Each tissue slide was pre-treated in Tris-HCl solution (pH 8.0) for 10 minutes and treated with proteinase K for 20 minutes. After washing with PBS, endogenous tissue peroxidase was inactivated with 3% H₂O₂, and the samples were washed again with PBS. The positive control group for immunohistochemical examination was pre-treated with DNA buffer for 10 minutes and DNA was fragmented artificially by addition of DNase I for 20 minutes. The samples were pre-treated with transferase-mediated deoxyuridin triphosphate buffer (TdT, SIGMA, St. Louis, MO, USA) for 15 minutes, and reacted with terminaldeoxytransferase and Biotin-16-2'-deoxy-uridine-5'-triphosphate (dUTP, F. Hoffmann-La Roche Ltd, Basel, Switzerland) at 37℃ for 2 hours 30 minutes to label dUTP. The negative control group was not treated with terminaldeoxytransferase. The reaction was terminated by immersing the samples in TB buffer for 10 minutes, and subsequently blocked with 2% Bovine serum albumin for 15 minutes, followed by washing them with PBS, reacting them with streptavidin-peroxidase for 30 minutes, and then staining them with DAB. Nuclear fast red was used for counter-staining, and the samples were dehydrated again with 70, 90, and 100% ethyl alcohol, and then mounted. To count the number of TUNEL positive-staining cells, three areas of each slide were selected randomly, and the number of total cells and the number of stained cells in a rectangle of 150×250 µm in size were assessed. The ratio of positive cells in each zone of the growth plate was calculated as the number of positive cells to the total number of cells.

VEGF immunohistochemistry

Slides were prepared by a conventional method, treated with 3% hydrogen peroxide (H₂O₂), and then treated with 0.4% pepsin for 20 minutes. After washing with PBS, 20% goat serum was added to the samples, followed by VEGF antibody (DAKO) at room temperature for 12 hours. After washing with PBS, immunohistochemical staining was performed by applying avidin-biotin (mouse IgG, extra avidin method), staining with D DAB, and counter-staining with Mayer's hematoxylin. To count the number of VEGF positive-staining cells, three areas of each slide were selected randomly, and the number of total cells and the number of stained cells in a rectangle of 150×250 µm in size were assessed. The ratio of positive cells in each zone of the growth plate was calculated as the number of positive cells to the total number of cells.

Statistical analysis

For all groups, the significance of differences in the entire length of the growth plate, the resting zone, the proliferation zone, and the hypertrophic zone, as well as the number of BrdU, TUNNEL, and VEGF positive-staining cells was assessed using two-way ANOVA. The level of statistical significance was set at p<0.01.

RESULTS

The growth plate and the length of each zone according to age

The length of the growth plate was examined in rats from 6 weeks to 18 weeks old. We found that the length of the entire growth plate decreased with aging. During the initial period of growth at 6 and 9 weeks, a significant difference in length of the growth plate was detected when comparing WKY, SHR-n, and SHR+n rats. Especially at 6 weeks, the length of the entire growth plate of the SHR+n group was significantly shorter than that of the WKY group and the SHR-n group; it was approximately 63% of that of the WKY group. However, as bone growth progressed over time, all three groups showed decreases in the lengths of the growth plate, and the difference in the lengths of the growth plate among the three groups decreased in comparison with the initial growth period (Fig. 2).
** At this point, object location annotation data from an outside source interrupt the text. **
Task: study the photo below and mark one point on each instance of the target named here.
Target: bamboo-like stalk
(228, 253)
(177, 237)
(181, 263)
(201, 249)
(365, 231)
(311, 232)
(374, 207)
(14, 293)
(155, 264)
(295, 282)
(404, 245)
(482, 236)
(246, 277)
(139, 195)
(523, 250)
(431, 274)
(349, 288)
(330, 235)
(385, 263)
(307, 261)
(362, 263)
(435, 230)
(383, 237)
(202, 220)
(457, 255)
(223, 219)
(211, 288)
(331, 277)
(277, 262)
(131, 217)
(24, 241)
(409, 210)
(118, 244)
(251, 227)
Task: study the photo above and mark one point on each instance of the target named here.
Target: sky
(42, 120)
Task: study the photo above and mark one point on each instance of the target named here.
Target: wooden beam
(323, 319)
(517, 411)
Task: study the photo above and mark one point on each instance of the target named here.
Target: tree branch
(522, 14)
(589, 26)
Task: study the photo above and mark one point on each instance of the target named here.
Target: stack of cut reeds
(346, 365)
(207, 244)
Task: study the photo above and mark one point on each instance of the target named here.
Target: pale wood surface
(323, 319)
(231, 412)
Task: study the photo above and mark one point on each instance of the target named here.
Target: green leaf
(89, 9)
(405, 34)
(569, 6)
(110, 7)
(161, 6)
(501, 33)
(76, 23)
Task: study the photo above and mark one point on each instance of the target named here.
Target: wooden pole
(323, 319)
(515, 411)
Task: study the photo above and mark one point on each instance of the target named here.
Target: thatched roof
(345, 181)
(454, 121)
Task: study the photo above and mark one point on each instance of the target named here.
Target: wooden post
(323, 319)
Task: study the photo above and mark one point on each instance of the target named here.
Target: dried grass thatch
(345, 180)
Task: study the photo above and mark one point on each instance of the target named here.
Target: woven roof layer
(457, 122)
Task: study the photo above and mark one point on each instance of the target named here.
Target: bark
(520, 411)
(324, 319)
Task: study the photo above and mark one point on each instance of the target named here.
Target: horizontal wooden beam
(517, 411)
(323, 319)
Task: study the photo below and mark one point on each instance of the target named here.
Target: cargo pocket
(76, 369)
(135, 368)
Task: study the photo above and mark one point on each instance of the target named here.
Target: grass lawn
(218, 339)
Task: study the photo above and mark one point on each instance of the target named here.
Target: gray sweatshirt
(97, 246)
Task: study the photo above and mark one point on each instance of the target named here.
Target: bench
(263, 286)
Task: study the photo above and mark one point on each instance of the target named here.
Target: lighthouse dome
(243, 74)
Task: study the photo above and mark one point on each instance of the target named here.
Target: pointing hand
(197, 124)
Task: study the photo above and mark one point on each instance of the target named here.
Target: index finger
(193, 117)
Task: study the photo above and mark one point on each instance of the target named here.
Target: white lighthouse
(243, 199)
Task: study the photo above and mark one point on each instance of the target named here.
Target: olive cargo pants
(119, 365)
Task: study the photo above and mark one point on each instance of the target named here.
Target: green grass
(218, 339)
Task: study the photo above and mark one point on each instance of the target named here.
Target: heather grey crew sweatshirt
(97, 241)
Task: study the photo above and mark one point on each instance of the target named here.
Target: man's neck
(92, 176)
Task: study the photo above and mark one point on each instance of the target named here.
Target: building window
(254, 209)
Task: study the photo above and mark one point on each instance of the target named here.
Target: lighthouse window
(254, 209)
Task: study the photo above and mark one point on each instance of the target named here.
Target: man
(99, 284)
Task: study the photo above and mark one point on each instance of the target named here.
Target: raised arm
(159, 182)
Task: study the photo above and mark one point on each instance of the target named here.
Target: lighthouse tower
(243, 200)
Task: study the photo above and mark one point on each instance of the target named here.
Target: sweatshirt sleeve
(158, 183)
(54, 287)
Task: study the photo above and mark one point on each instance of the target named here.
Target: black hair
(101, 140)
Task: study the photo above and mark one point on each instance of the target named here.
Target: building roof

At 6 weeks of age, the length of the proliferation zone in the growth plate of the SHR+n group was significantly shorter than that of the WKY and SHR-n groups. At 9 weeks of age, the length of the resting zone in the growth plate of the SHR+n group was significantly shorter than that of the WKY and SHR-n groups. The difference in lengths between groups at 6 weeks of age was greater than that observed at 9 weeks of age (Table 1).

Measurement of cell proliferation capacity

BrdU positive-staining cells were detected in the hypertrophic zone (Fig. 3). At 6 and 9 weeks of age, a significant difference in cellular proliferation was detected when comparing WKY, SHR-n, and SHR+n rats. The WKY group had the highest proliferation rate, while the SHR+n group had the lowest proliferation rate. However, as bone growth progressed over time, all three groups showed a decrease in cell proliferation capacity, and the difference in cell proliferation capacity among the three groups decreased in comparison with the initial growth period; by the age of 12 weeks, there was no significant difference between the lengths of the growth plate in the three groups (Table 2).

Measurement of the rate of apoptosis

We found that the rate of apoptosis increased with aging (Fig. 4). The rate of apoptosis in all three groups was over 20% after 12 weeks of age. At 6 and 9 weeks of age, a significant difference in the rate of apoptosis was detected when comparing WKY, SHR-n, and SHR+n rats. At 6 weeks of age, the rate of apoptosis in the resting zone of the SHR+n group was significantly higher than that of the WKY and SHR-n groups. At 9 weeks of age, the rate of apoptosis in the proliferation zone of the SHR+n group was significantly higher than that of the WKY and SHR-n group (Fig. 5). At 18 weeks of age, the rate of apoptosis in the SHR+n group was higher than that of other groups (Table 3). However, there was no significant difference among three groups after 12 weeks of age.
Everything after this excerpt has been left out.